Startseite › Foren › Über Bands, Solokünstler und Genres › Eine Frage des Stils › Über die Klasse der Klassik › Ich höre gerade … klassische Musik! › Antwort auf: Ich höre gerade … klassische Musik!
Anonym
Registriert seit: 01.01.1970
Beiträge: 0
@gypsy-tail-wind Zum „Paulus“ – ja, die Einspielung von Rafael Frühbeck de Burgos ist wohl meine liebste (ebenso hörenswert auch sein „Elias“), das hat aber wohl persönliche Gründe. Sonst kenne ich – von Dir – noch Herreweghe und Bernius, wahrlich keine schlechten Adressen. Aber Frühbeck de Burgos bringt mir im expressiven Paulus, nun ja, genau das Feuer, das diese „Geschichte“ für Mendelssohn zu haben schien.

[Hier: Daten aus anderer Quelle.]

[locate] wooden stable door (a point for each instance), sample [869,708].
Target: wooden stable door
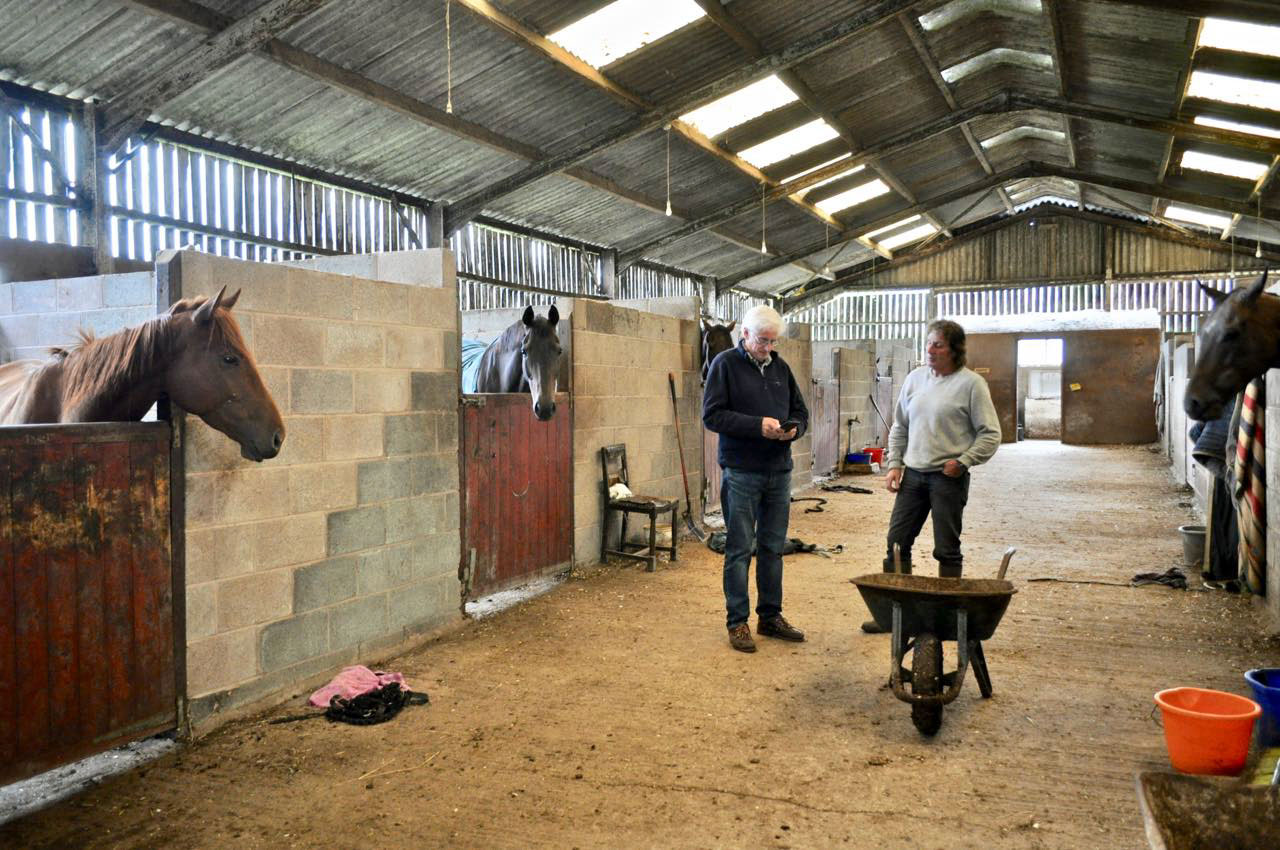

Keine Ahnung, warum mir heute beim Morgenspaziergang Manuel Hidalgo einfiel. Ein spanischer Komponist, geb. 1954, den ich einmal Mitte der 90er wohl im Autoradio gehört habe. Und zwar den „Heiligen Dankgesang“, eine Bearbeitung des gleichnamigen Satzes von Beethovens a-moll-Quartett op. 132 für gemischten Chor. Das war derart einnehmend, dass man leicht von der Fahrbahn abkommen konnte und die Kiste vor eine Säule oder dergleichen hätte setzen können. Damals hatte ich schon nach einer Einspielung gesucht – und es scheint bis heute keine zu geben. Aber dies:
Nur als mp3-Album, das schien mir als Wagnis vertretbar. Und nach dem ersten Hören wieder gefesselt, vor allem bei der Bearbeitung der „Großen Fuge“ für Orchester. Beim „Ciclus von Kleinigkeiten“ für Streichorchester, eine Bearbeitung der späten Klavierbagatellen von Beethoven stellte ich mir dann besonders die Frage: Wie soll man das eigentlich hören? Immer mit dem Original im Hinterkopf, also vergleichend? Oder mal so tun, als seien das selbst wirklich originale Kompositionen, was sie einerseits natürlich sind, andererseits eben haben sie nun einmal diesen ständigen „Bezug“. Soll man sich mit Zenders Wort von der „komponierten Interpretation“ zerebral behelfen? – Die anderen Werke stammen von Hidalgo selbst, also ohne weiteren Bearbeitungsbezug, und zogen mich beim ersten Hören auch auf ihre Seite.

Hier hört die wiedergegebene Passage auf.